1973 Roe v. Wade — (7-2) Court overturns a Texas law prohibiting abortions except to save the mother’s life, and rules that the constitutional right to privacy protects a woman’s decision to have an abortion. Court establishes trimester system, permitting states to regulate abortion after the first trimester and, after the point of “viability” to prohibit abortions except when necessary for the mother’s life or “health”, defined so broadly (i.e. social well-being) as to make it virtually impossible for a state to protect the unborn child at any time during the nine months.
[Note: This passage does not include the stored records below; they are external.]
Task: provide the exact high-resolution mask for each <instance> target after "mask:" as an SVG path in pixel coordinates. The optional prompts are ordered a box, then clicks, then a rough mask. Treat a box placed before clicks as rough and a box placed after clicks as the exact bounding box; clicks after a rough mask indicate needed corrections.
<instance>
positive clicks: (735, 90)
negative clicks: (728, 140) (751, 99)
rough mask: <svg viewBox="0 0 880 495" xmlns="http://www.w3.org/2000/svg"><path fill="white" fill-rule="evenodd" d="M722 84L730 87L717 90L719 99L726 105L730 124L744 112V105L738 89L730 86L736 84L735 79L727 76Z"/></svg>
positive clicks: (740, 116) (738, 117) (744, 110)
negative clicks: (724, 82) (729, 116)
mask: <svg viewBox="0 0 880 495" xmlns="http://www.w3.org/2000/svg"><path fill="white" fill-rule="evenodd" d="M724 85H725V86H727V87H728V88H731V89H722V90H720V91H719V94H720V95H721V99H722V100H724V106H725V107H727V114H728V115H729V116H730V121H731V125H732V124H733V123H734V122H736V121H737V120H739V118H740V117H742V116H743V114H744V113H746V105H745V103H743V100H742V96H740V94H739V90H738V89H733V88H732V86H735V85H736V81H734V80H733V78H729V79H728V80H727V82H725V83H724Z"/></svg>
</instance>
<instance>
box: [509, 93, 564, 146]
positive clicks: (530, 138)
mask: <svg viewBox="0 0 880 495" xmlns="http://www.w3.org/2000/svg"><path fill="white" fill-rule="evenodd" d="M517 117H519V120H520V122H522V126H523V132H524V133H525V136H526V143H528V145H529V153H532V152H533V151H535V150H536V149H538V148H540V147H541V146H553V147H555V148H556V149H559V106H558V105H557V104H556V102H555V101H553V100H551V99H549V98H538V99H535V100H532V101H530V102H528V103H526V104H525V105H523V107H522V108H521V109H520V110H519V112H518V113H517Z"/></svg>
Doe v. Bolton (410 U.S. 179 stated “…the medical judgment may be exercised in the light of all factors — physical, emotional, psychological, familial, and the woman’s age — relevant to the well-being of the patient. All these factors may relate to health…410 U.S. 192) Both decisions were 7-2 votes. Justice Blackmun wrote the majority opinion with Justices White and Rehnquist dissenting.
1976 Planned Parenthood of Central MO v. Danforth — Court holds that a Missouri abortion law requiring the consent of parents and husband is unconstitutional. States may not prohibit the use of a particular type of abortion method nor require doctors to take as much care to save the life of an aborted baby as if the baby were born prematurely. This decision was decided by votes of 6-3 and 5-4 with Blackmun writing the opinion, and dissent by Chief Justice Burger, Justices White and Rehnquist, and Justice Stevens in part.
1977 Maher v. Doe, Beal v. Doe — Court upholds a CT law that limits state Medicaid funding to medically necessary abortions and does not pay for “elective” abortions. Decided by a 6-3 vote with Powell writing the opinion and Brennan, Marshall and Blackmun dissenting.
Poeiker v. Doe — A city may choose to provide publicly-financed hospital services for childbirth, but may choose to bar abortions in its public hospitals. Decided by a 6-3 vote with Brennan, Marshall and Blackmun dissenting.
1979 Bellotti v. Baird, Hunerwald v. Baird — Overturning a MA parental consent law, court rules that minors who want abortions must be allowed to seek court permission without first consulting their parents. Judges must permit “mature” minors to have abortions and allow abortions for immature minors if it would be in their best interest. Five justices stated they would accept some form of parental notification. Decided by 8-1 vote with White dissenting.
Colautti v. Franklin — A state may not require doctors doing abortions to protect the life of the fetus whenever they have reason to believe it might survive the abortion. Decided by 6-3 vote with Blackmun writing the opinion and Burger, White and Rehnquist dissenting.
1980 Harris v. McRae — Court upholds constitutionality of the Hyde Amendment, which bans the use of federal Medicaid funds for abortion except when necessary to save the mother’s life. States are under no obligation to pay for such abortions if federal funds for reimbursement are withdrawn. Decided by a 5-4 vote with Stewart writing the decision and Brennan, Blackmun, Marshall and Stevens dissenting.
1981 H.L. v. Matheson — The Court upheld a Utah statute requiring that the parents of a minor be informed by a physician, “if possible” before he performs an abortion upon her. Decided by a 6-3 vote with Chief Justice Burger writing the decision and Marshall, Brennan and Blackmun dissenting.
1983 City of Akron v. Akron Center for Reproductive Health — Court – strongly reaffirming Roe – invalidates an Akron, OH, ordinance requiring, among other things, that women wait 24 hours between agreeing to and having an abortion, that all abortions after the first trimester be performed in hospitals and that women be informed that “the unborn child is a human life from the moment of conception.”
1983 Planned Parenthood of Kansas City, MO v. Ashcroft — Court upholds MO law requiring that two doctors be present at late stage abortions, that a pathology report be obtained for every abortion and that minors seeking abortions obtain parental consent or judicial authorization.
1986 Thornburgh v. American College of Obstetricians and Gynecologists, Pennsylvania Section — Court rejects Reagan administration request to overturn Roe and strikes down “informed consent” provision of PA law because it was designed to dissuade women from having abortions.